CE Back Office Limited (“we”, “us”, “our”) is a UK Limited company (registration number 09813077) registered at 31 Wellington Road, Nantwich, Cheshire, CW5 7ED. This privacy policy covers how we will use, collect and process any personal information provided to us.

Summary

  • We are CE Back Office Limited, and you can contact us at payroll@cebackoffice.co.uk.
  • We process your data to provide our services to you, to meet our legal obligations, and for our legitimate interests.
  • We ensure that data is collected and used fairly and lawfully.
  • We only process your data for as long as we need to, and then we delete it.
  • We take steps to ensure that personal data is accurate and up to date.
  • We provide adequate training for all staff responsible for personal data and all staff are contractually bound to keep personal data confidential.
  • We do not sell or share your data with others unless they are providing a service which allow us to fulfil our contractual agreement (such as HM Revenue and Customers and Pension Providers), or unless you ask us to share your data.
  • We do not market to you without your consent and, if you give us your consent, you can withdraw it at any time.
  • We take security seriously, providing adequate security measures to protect personal data. We host our data on UK based data centres and ensure electronic and hard copy data is secure both when held and when deleted.
  • You’ve got lots of rights, including the right to complain to the Information Commissioner’s Office. If you need a hand in exercising your rights, feel free to contact us: payroll@cebackoffice.co.uk.

How we process your data

Throughout your interactions with us we will collect only the data that we require in order to provide you with the service that you are requesting. In providing services agreed in our terms and conditions, CE Back Office Limited are acting as a Data Processor on behalf of our Client, the Data Controller. We will only process this data upon instruction from the Data Controller.

CE Back Office process personal data for the purpose of providing outsourced payroll services, timesheet software, and payroll consultancy. Accordingly, we handle personal data of Directors / Employers / Agency Workers / Sub Contractors to facilitate the payment of wages to such individuals. The key information that we process is shown below for your information:

Correspondence via Email

When contacting CE Back Office Limited via email your data will be kept indefinitely. Your email address will be stored for the purpose of carrying out our business.

This information is required in order to ensure we can communicate for the purpose of carrying out our services. Email of highly sensitive data will be sent encrypted and / or password protected.

We may also use your e-mail address to send you messages about our services which may include notifications about newly launched services, improvements to existing services, upcoming legislation changes as well as information about our services that you we believe you’ll find useful. If you would rather not receive these messages, please let us know or click the unsubscribe link in any of these e-mails.

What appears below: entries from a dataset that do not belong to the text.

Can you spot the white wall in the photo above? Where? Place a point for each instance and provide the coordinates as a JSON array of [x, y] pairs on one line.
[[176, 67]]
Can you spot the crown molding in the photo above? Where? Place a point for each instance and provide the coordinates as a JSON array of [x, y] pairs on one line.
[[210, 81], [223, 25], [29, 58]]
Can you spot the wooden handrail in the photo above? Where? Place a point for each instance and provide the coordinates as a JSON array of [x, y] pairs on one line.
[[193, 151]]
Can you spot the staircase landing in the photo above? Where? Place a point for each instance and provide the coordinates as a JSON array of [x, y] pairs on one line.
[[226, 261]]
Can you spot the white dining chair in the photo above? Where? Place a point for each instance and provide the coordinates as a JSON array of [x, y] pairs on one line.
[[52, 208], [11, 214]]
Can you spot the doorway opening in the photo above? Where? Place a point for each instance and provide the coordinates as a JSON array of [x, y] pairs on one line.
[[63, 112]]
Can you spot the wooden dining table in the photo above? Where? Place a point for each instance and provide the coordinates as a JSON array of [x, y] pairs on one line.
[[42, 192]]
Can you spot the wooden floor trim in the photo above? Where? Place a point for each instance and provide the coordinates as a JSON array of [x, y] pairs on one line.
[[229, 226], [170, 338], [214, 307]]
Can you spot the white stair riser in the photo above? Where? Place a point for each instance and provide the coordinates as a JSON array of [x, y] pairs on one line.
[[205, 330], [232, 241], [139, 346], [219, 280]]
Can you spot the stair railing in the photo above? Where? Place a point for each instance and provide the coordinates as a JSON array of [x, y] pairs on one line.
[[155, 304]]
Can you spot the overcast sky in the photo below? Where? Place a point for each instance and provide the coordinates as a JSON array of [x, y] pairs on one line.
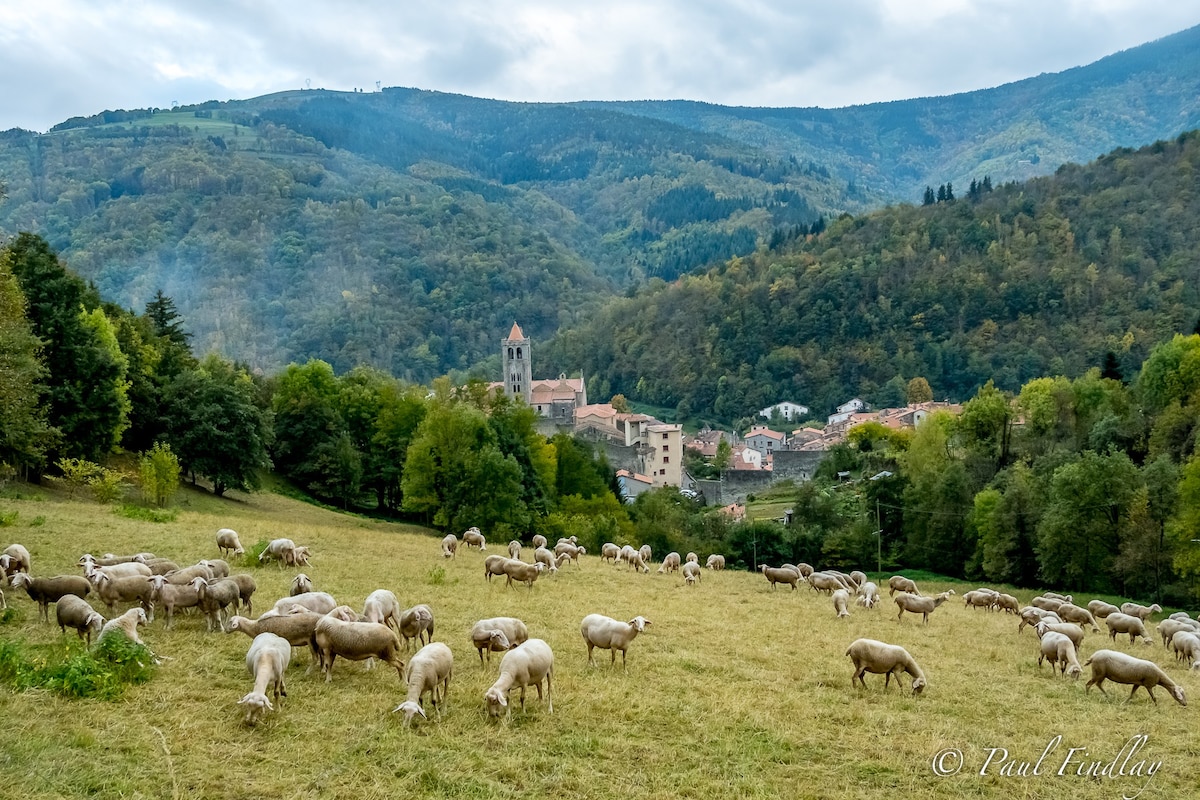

We will not send you any other marketing messages unless you subscribe to our newsletter which you can do through our website or our portal. When you do this, you will be consenting with us to use your email address for this purpose. You may with draw this consent at any time by unsubscribing from the messages or contacting us.

Correspondence via Phone

When phoning CE Back Office Limited details of your phone number are recorded by our telecoms provider. Phone numbers will only be used for purpose of carrying out our services.

We may also use your phone number to contact you about our services which may include information about newly launched services, improvements to existing services, upcoming legislation changes as well as information about our services that you we believe you’ll find useful. If you would rather not receive such information, please let us know.

Correspondence via Post

Outgoing post will be marked private and confidential with a return to sender addressed to CE Back Office Limited. Postage of highly sensitive data will be sent recorded delivery and signed for.

We may also use your postal address to contact you about our services which may include information about newly launched services, improvements to existing services, upcoming legislation changes as well as information about our services that you we believe you’ll find useful. If you would rather not receive such information, please let us know.

Correspondence via Web Based Portal

Sharing of personal data in relation to our services will be shared with you and your employers / workers / sub-contractors via web-based portal. The ISO 27001 accredited portal allows secure access for individuals to access their payslip and from June 2018 clients can submit and access their payroll data.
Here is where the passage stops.